Una dieta equilibrata prevede che nell’arco di una settimana vengano consumate all’incirca cinque porzioni di frutta e verdura al giorno. «La rucola fa parte delle verdure a foglia e la porzione consigliata per un adulto è di 80 grammi», spiega la dottoressa Alessandra Esposito. Al momento di stilare un menu, tuttavia, l’obiettivo deve essere sempre quello di alternare i colori e le varietà per poter reperire degli alimenti tutti i nutrienti di cui abbiamo bisogno.

Sempre fresca con qualità e convenienza

Considerando la lunghissima lista di effetti benefici e la bontà del prodotto sembra scontato pensare alla rucola come ad un bene costoso. Nei supermercati TIGROS, però, la parola qualità fa rima con risparmio, come

recita la campagna “La convenienza sempre” che garantisce frutta e verdura ogni giorno a 1 euro, e la rucola non fa certo eccezione. È possibile acquistarla tutto l’anno al prezzo fisso di 1 euro (confezione da 125 grammi a marchio Primia). Comoda e versatile, subito pronta per preparare una ricca insalata da abbinare a del tonno o del formaggio fresco per un piatto unico leggero e completo.

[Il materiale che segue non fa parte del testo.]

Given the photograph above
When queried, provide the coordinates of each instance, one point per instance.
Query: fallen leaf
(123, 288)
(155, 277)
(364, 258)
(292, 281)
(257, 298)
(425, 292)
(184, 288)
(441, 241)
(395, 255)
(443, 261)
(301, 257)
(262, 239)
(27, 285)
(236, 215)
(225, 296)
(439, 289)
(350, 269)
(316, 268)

Il pesto di rucola: ricetta e conservazione

Tra le ricette che si possono preparare con la rucola, il pesto occupa sicuramente una posizione di rilievo. Delicato e saporito è infatti perfetto da abbinare a qualsiasi tipo di pasta, ma si accompagna benissimo anche a pesce e carne. «Si tratta di una buonissima alternativa al classico pesto genovese, tipico dei mesi estivi, o a quello di cavolo nero, più comune nei mesi freddi». La ricetta per 4 persone richiede: 100 g di rucola, 50 g di parmigiano reggiano, 50 g di pecorino, 150 g di olio extravergine d’oliva, 50 g di pinoli, 5 g di sale e uno spicchio d’aglio. Per preparare il pesto di rucola bisogna lavare molto bene la rucola, asciugarla e metterla in un mixer, al cui interno vanno versati anche pinoli, parmigiano reggiano, pecorino, lo spicchio d’aglio sbucciato e il sale. A questo punto va aggiunto un po’ di olio d’oliva e si comincia a frullare a bassa velocità. L’olio va incorporato lentamente, per ottenere al termine dell’operazione una crema fluida e ben amalgamata. Il consiglio, per conservare il vostro pesto al meglio, è riporlo in frigorifero all’interno di un contenitore dotato di tappo ermetico (si conserva per 3-4 giorni). In alternativa potete disporlo in tanti piccoli barattolini da congelare in freezer e consumare entro 2 mesi. Per preparare un primo piatto sfizioso, vi basterà versare il vostro pesto fatto in casa in una terrina e aggiungere qualche cucchiaio di acqua di cottura. Aggiungete anche la pasta scolata, mescolate e infine impiattate.